But the biggest problem might also be the most prosaic. It is simply that these two big crises have struck at once. In 1999, during the Kosovo war, I asked a White House official about progress on the Israeli-Palestinian peace process. He confessed to me that even the White House — regularly imagined by Hollywood as the throbbing heart of power, bursting with might — could only cope with one major international issue at a time.

Powell puts the capacity a little higher than that, recalling his own “rule of six”, by which he could cope with six problems — small, medium or large — at once, but no more. He pictured himself running between spinning plates. If there was too much going on, “lack of time, lack of space, meant you couldn’t get back to that first plate”.

That is especially true in presidential or quasi-presidential systems, where any big decision has to be taken by the person at the top. There are only so many hours in the day, only so much room in the leader’s head.
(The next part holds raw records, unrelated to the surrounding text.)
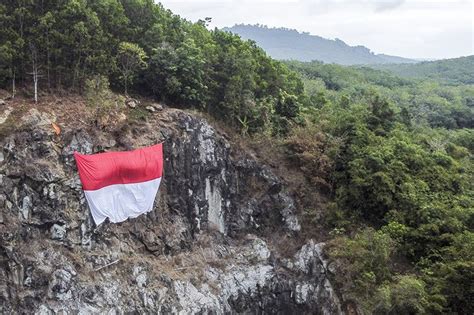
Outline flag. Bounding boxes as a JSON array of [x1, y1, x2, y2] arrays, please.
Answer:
[[74, 143, 163, 225]]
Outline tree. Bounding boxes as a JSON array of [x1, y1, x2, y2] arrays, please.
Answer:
[[117, 42, 148, 94]]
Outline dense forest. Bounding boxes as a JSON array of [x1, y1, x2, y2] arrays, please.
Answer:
[[373, 56, 474, 85], [223, 24, 416, 65], [0, 0, 474, 314], [0, 0, 304, 133], [286, 62, 474, 314]]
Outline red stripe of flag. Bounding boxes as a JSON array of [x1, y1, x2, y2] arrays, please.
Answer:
[[74, 143, 163, 190]]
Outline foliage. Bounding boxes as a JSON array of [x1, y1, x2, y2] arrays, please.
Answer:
[[286, 62, 474, 314], [225, 24, 415, 65], [84, 75, 125, 127], [373, 56, 474, 85], [0, 0, 305, 134], [117, 42, 147, 94]]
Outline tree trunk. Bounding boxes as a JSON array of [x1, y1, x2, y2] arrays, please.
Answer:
[[33, 66, 38, 104], [12, 71, 16, 98]]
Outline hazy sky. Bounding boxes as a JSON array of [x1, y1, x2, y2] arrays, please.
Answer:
[[159, 0, 474, 58]]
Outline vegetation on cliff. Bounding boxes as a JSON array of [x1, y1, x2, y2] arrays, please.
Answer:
[[0, 0, 304, 133], [287, 62, 474, 314], [0, 0, 474, 314]]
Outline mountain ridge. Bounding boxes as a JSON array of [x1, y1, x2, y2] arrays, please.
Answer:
[[222, 24, 417, 65]]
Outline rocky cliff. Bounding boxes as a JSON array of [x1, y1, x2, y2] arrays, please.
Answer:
[[0, 105, 341, 314]]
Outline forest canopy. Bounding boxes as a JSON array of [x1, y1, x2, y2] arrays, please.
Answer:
[[0, 0, 474, 314], [0, 0, 304, 133]]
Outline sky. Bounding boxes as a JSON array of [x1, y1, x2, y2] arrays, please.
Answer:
[[159, 0, 474, 59]]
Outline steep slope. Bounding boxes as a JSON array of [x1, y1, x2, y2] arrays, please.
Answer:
[[0, 98, 341, 314], [224, 24, 416, 65]]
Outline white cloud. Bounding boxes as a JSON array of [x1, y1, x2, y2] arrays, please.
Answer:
[[161, 0, 474, 58]]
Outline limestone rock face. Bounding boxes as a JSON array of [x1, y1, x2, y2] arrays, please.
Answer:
[[0, 109, 341, 314]]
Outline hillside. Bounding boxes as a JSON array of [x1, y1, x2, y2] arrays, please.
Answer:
[[0, 94, 341, 314], [0, 0, 474, 315], [223, 24, 416, 65], [373, 56, 474, 84]]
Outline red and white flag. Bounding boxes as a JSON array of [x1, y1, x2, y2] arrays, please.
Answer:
[[74, 143, 163, 225]]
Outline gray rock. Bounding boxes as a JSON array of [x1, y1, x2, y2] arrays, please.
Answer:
[[0, 105, 341, 314], [51, 224, 67, 241], [125, 98, 140, 108], [145, 106, 156, 113]]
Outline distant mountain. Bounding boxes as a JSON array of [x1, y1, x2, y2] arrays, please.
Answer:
[[223, 24, 416, 65], [371, 55, 474, 84]]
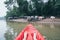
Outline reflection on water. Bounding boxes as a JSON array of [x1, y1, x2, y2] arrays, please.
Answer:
[[0, 21, 60, 40]]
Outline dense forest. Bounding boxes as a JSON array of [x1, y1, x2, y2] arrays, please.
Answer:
[[4, 0, 60, 17]]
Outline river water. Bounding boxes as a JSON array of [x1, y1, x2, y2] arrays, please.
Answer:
[[0, 20, 60, 40]]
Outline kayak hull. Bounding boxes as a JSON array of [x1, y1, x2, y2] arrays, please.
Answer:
[[15, 24, 45, 40]]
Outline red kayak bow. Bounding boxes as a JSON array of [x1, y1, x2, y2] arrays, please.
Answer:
[[15, 24, 45, 40]]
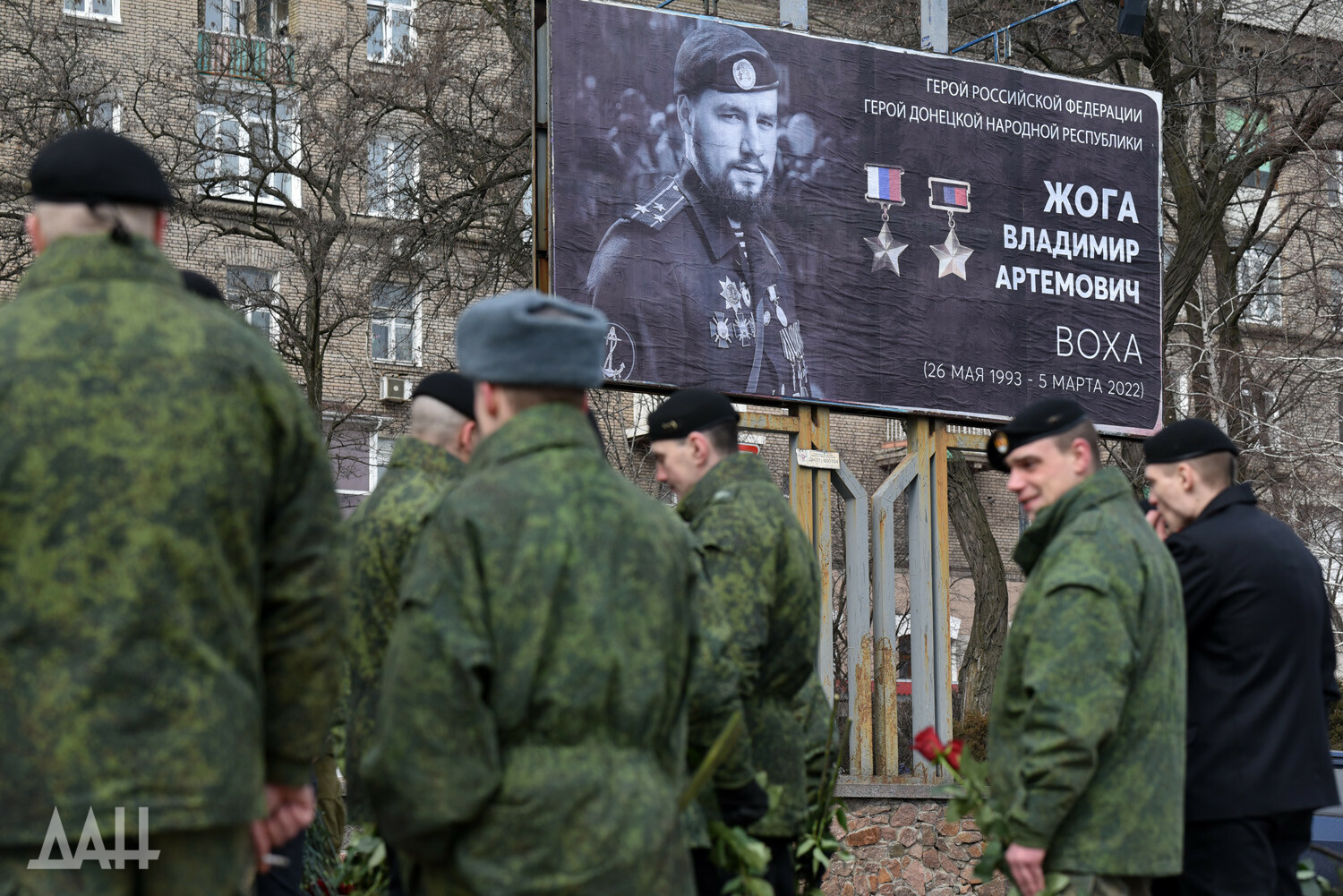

When people speak of “limited bandwidth”, this is what they mean.

Of course, that’s always been true: leaders have to deal with both the crises the public know about and those boiling away below the surface, as well as trying to advance their own agenda, rather than merely reacting to events. But in an age that Michael Ignatieff describes as “the new world disorder”, where Daesh and Ebola take their place alongside an ongoing war in Ukraine, and where the authoritarian behemoths Russia and China are becoming more assertive, that is becoming harder than ever.

There is simply not enough capacity to deal with all these problems at once. We make mistakes in our handling of each of them, and so they all get worse. Daesh feeds Ebola, and Ebola feeds Daesh — and our fear feeds them both.